The new Emotet trojan detected in September appeared with two other notorious malware dubbed Trickbot and Ryuk.
It also included additional features to steal the contents from victims’ inboxes and credentials for sending outbound emails.
Following a four-month vacation, Emotet’s operators were back in mid-September in several cyber espionage campaigns. In most of the cases, the operators were seen using spear-phishing attack techniques to target organizations.
Although its only been a short time span since Emotet resurged from its dormant state, researchers at Nuspire have found that the malicious activities related to the trojan have increased by 730% in September alone.
Emotet returns with additional features
- The important aspect of the new Emotet trojan detected in September was it appeared with two other notorious malware dubbed Trickbot and Ryuk. These three malware, as a whole, were used to cause the most damage to a network.
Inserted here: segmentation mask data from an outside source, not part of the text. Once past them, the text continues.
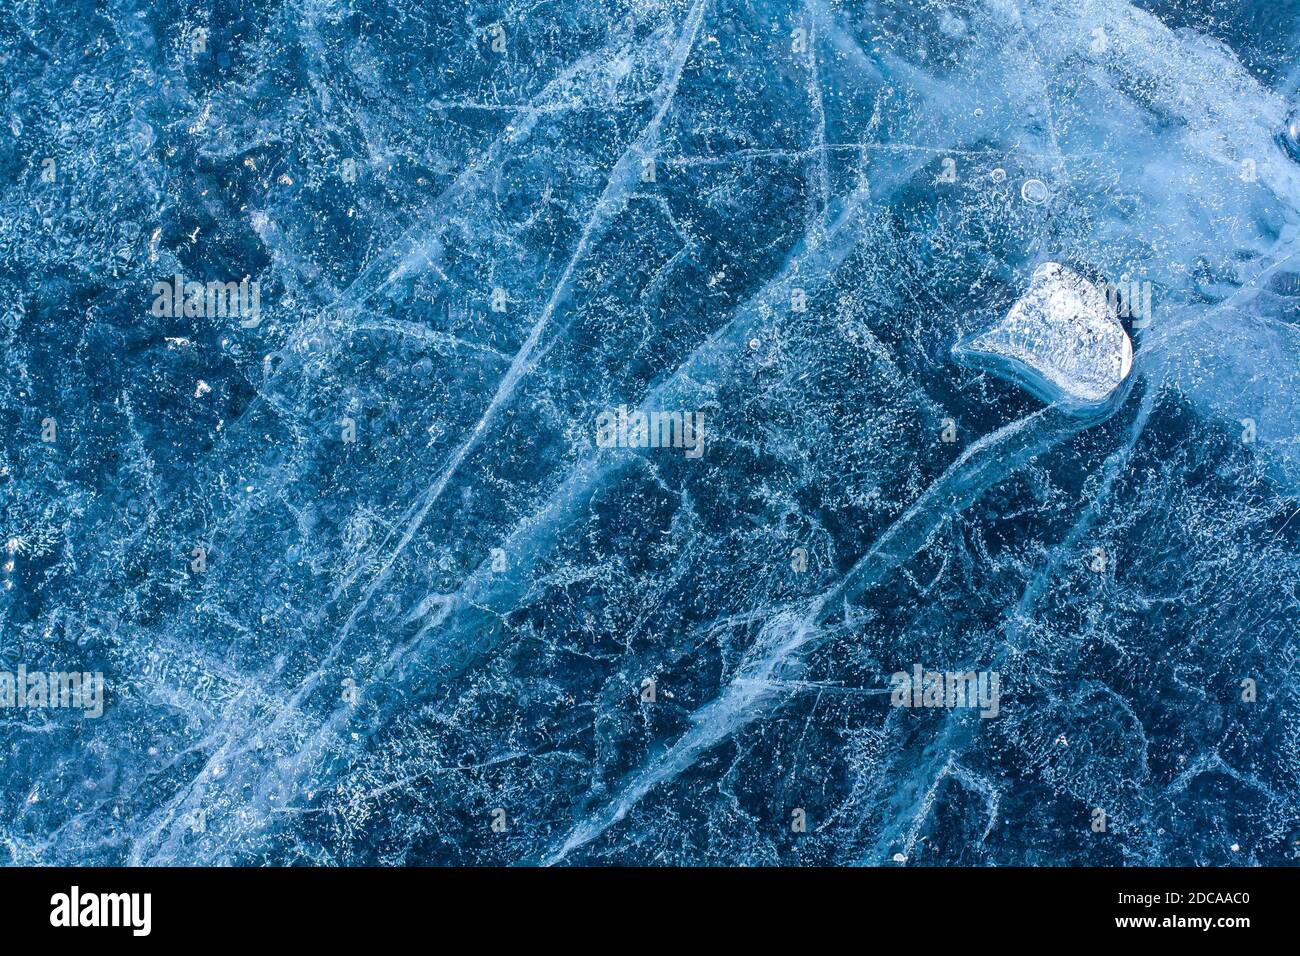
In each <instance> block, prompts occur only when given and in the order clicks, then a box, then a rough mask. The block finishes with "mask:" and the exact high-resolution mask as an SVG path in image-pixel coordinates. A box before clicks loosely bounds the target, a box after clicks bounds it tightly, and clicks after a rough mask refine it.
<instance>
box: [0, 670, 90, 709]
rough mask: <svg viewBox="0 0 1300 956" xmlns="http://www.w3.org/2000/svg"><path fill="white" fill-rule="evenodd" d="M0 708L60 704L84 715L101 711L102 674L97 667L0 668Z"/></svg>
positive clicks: (29, 707)
mask: <svg viewBox="0 0 1300 956" xmlns="http://www.w3.org/2000/svg"><path fill="white" fill-rule="evenodd" d="M0 708H51V709H57V708H64V709H66V710H82V711H83V713H85V715H86V717H103V714H104V675H103V674H101V672H99V671H95V672H94V674H86V672H81V671H29V670H27V666H26V665H22V663H19V665H18V671H17V672H16V674H14V672H10V671H0Z"/></svg>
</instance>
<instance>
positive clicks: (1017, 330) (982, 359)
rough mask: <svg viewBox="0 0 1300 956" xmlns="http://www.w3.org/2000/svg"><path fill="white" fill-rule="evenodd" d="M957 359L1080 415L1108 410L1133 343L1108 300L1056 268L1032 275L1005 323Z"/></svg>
mask: <svg viewBox="0 0 1300 956" xmlns="http://www.w3.org/2000/svg"><path fill="white" fill-rule="evenodd" d="M954 352H956V354H957V355H958V358H959V359H961V360H963V362H965V363H967V364H971V365H976V367H980V368H985V369H988V371H991V372H993V373H996V375H1001V376H1004V377H1006V378H1010V380H1011V381H1014V382H1017V384H1018V385H1021V386H1022V388H1024V389H1026V390H1028V392H1031V393H1032V394H1035V395H1037V397H1039V398H1041V399H1044V401H1045V402H1057V403H1061V405H1063V406H1067V407H1073V408H1076V410H1091V408H1096V407H1100V406H1102V405H1105V403H1106V401H1108V399H1109V398H1110V397H1112V395H1113V394H1115V390H1117V389H1118V388H1119V386H1121V385H1122V384H1123V381H1125V380H1126V378H1127V377H1128V373H1130V371H1132V363H1134V350H1132V342H1130V341H1128V334H1127V333H1126V332H1125V330H1123V326H1122V325H1121V324H1119V320H1118V319H1117V317H1115V315H1114V311H1113V310H1112V308H1110V307H1109V304H1108V302H1106V297H1105V294H1104V293H1102V291H1101V290H1100V289H1099V287H1097V286H1096V285H1093V284H1092V282H1089V281H1088V280H1087V278H1084V277H1083V276H1080V274H1079V273H1076V272H1073V271H1071V269H1067V268H1066V267H1063V265H1061V264H1058V263H1044V264H1043V265H1040V267H1039V268H1037V269H1035V271H1034V277H1032V280H1031V282H1030V289H1028V291H1027V293H1024V295H1022V297H1021V298H1019V299H1018V300H1017V302H1015V304H1014V306H1011V310H1010V311H1009V312H1008V313H1006V317H1005V319H1002V321H1000V323H998V324H997V325H995V326H993V328H992V329H989V330H988V332H982V333H979V334H976V336H974V337H971V338H969V339H966V341H965V342H959V343H958V345H957V347H956V349H954Z"/></svg>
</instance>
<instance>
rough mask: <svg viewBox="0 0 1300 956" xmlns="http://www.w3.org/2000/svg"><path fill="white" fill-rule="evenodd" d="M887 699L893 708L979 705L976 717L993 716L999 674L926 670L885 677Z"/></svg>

- It also included additional features to steal the contents from victims’ inboxes and credentials for sending outbound emails. These stolen credentials were later used to transmit Emotet attack messages.
An overview of Emotet attacks from September
- The first instance of the trojan’s activity was noticed in August 2019 after researchers found command and control servers for the Emotet were being revived by operators.
- In Mid-September, the trojan recorded its first attack campaign that sent emails with financial themes. The campaign was primarily targeted against organizations in Poland and Germany.
- Another new spam campaign that incorporated fake news about NSA whistleblower Edward Snowden’s new book ‘Permanent Record’ as a lure, was reported within a week after the first attack.
- In October, the Emotet botnet was found using a new malicious attachment that is disguised as a Microsoft Office Activation Wizard. The attachment was sent via phishing emails that appear to be fake invoices, order confirmations, payment confirmations, and shipping issues.
- With the start of the holiday season, the operators leveraged fake Halloween invitation emails to spread the malware. The email pushed out new templates that asked recipients to attend a neighborhood party.
Researchers indicate that this significant increase in Emotet activity can pose a serious threat in the future.
“When we saw Emotet decline to a near dormant state in the second quarter, we knew it was only a matter of time until it would resurface with stronger and better tactics. This significant increase in Emotet activity is one of the most dangerous malware botnets affecting the world today, said Matt Corney, Nuspire CTO, Help Net Security reported.